No single post went truly viral. We didn’t “study” the algorithm. We just stayed consistent, and consistency is what platforms actually reward.

How We Built It

Four steps. Adapt these to whatever tools you use.

1. Brand context first. We documented our voice, visual style, audience, and competitors before automating anything. AI without brand context produces generic content that sounds like everyone else. We spent a few hours on this upfront and cut weeks of “that doesn’t sound like us” edits.

2. Pick a realistic cadence. We committed to 2-3 visual pieces per week. Start smaller than you think you should. A cadence you actually maintain is better than an ambitious one you never execute.

3. Automate generation, not just scheduling. This is where most setups fall short. Scheduling tools post content. They don’t make it. We built recurring automations that generate text, images, and video on a cron schedule, pulling from our brand profile every time. The system drops finished content into a review library and we take it from there. Even if the content needs to be heavily edited, you’ve already gotten the ball rolling by making it.

4. Review, don’t create. We spend about 15 minutes reviewing each batch. We pick the best pieces, tweak a headline, cut anything that misses. We became editors, not assembly lines. We stopped spending 90% of our time producing content and put that time back into everything else.

Cosmos content calendar automation demo

What I’d Actually Tell a Small Team

If you just need scheduling, use Buffer. It’s simple and it works. You don’t need anything fancier.
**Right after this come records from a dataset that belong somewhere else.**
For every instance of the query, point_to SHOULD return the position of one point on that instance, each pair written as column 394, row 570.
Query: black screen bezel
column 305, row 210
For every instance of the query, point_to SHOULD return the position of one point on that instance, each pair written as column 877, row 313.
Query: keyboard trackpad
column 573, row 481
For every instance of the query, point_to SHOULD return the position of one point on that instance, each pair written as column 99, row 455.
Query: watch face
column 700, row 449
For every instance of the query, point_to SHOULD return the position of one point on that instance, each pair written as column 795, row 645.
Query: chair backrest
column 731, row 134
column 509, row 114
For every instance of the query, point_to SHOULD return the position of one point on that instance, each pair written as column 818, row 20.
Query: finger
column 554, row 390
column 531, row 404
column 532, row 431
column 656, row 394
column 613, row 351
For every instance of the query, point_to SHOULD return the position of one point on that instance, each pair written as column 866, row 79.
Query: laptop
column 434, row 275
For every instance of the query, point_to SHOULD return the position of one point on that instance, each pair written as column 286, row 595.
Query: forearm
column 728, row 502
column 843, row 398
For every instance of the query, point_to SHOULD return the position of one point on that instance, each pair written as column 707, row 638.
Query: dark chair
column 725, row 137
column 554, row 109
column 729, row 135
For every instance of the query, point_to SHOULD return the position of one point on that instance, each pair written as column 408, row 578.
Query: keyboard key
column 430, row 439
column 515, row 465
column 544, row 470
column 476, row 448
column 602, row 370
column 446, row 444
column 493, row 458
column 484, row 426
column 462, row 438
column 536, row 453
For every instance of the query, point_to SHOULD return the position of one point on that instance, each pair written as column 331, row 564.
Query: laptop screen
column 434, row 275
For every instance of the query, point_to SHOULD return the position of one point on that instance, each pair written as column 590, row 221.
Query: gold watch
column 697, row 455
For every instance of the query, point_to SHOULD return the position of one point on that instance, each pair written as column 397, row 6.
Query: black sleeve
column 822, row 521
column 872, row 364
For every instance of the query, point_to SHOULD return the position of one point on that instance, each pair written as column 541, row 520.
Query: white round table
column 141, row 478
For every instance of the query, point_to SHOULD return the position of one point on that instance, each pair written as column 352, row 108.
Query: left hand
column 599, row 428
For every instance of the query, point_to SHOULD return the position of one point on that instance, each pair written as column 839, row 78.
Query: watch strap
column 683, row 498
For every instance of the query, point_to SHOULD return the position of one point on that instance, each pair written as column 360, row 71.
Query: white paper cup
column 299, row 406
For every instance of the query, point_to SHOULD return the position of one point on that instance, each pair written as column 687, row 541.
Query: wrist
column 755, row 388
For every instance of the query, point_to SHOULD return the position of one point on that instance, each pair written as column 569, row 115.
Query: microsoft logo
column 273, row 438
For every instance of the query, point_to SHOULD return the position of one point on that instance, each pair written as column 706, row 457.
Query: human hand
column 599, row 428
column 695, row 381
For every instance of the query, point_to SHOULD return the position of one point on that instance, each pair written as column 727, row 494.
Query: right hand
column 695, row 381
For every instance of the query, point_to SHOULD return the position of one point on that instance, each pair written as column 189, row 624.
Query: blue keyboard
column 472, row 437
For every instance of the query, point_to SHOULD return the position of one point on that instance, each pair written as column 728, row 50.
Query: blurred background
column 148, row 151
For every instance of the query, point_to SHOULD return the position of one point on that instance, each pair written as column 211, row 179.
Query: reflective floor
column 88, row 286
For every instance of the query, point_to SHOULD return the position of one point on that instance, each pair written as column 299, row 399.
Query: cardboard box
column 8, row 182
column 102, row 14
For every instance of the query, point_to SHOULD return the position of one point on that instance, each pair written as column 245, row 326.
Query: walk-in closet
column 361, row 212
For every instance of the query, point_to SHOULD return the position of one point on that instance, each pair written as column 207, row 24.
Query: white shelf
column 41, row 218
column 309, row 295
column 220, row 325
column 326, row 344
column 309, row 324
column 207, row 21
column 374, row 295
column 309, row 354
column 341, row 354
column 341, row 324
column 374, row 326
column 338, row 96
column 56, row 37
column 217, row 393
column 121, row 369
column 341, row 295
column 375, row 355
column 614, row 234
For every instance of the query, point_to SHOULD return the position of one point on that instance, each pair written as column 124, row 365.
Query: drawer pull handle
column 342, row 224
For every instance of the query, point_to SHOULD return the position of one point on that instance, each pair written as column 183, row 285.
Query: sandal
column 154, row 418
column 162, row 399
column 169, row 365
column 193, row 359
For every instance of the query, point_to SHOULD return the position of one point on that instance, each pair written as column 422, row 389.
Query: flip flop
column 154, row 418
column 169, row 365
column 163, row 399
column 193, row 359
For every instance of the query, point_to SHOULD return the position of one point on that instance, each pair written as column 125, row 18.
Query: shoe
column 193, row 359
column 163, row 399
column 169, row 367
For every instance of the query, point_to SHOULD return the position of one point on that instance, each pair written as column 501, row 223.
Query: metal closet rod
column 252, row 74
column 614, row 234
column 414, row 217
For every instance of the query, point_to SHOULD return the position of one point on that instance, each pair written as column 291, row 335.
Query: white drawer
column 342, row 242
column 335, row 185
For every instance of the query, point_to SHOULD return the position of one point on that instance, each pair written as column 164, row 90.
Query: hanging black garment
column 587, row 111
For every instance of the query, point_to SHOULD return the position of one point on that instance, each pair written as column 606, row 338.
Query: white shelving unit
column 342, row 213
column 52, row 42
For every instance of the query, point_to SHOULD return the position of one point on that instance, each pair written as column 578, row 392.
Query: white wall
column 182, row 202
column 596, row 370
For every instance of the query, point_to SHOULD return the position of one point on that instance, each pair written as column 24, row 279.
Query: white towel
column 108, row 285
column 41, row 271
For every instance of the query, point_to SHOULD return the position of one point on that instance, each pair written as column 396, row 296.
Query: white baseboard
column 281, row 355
If you need AI text drafts on autopilot, Jasper and Copy.ai are solid. Both handle blog drafts, ad copy, and social posts well.

If you need text, image, and video from one system with brand context on a recurring schedule, that’s the specific gap we built Cosmos to fill. Most tools handle one format. Your audience lives across platforms that need all three.

If you want to DIY it, you can wire together Zapier, ChatGPT, and a video tool. It holds up for text. Add visuals and video and it gets messy fast.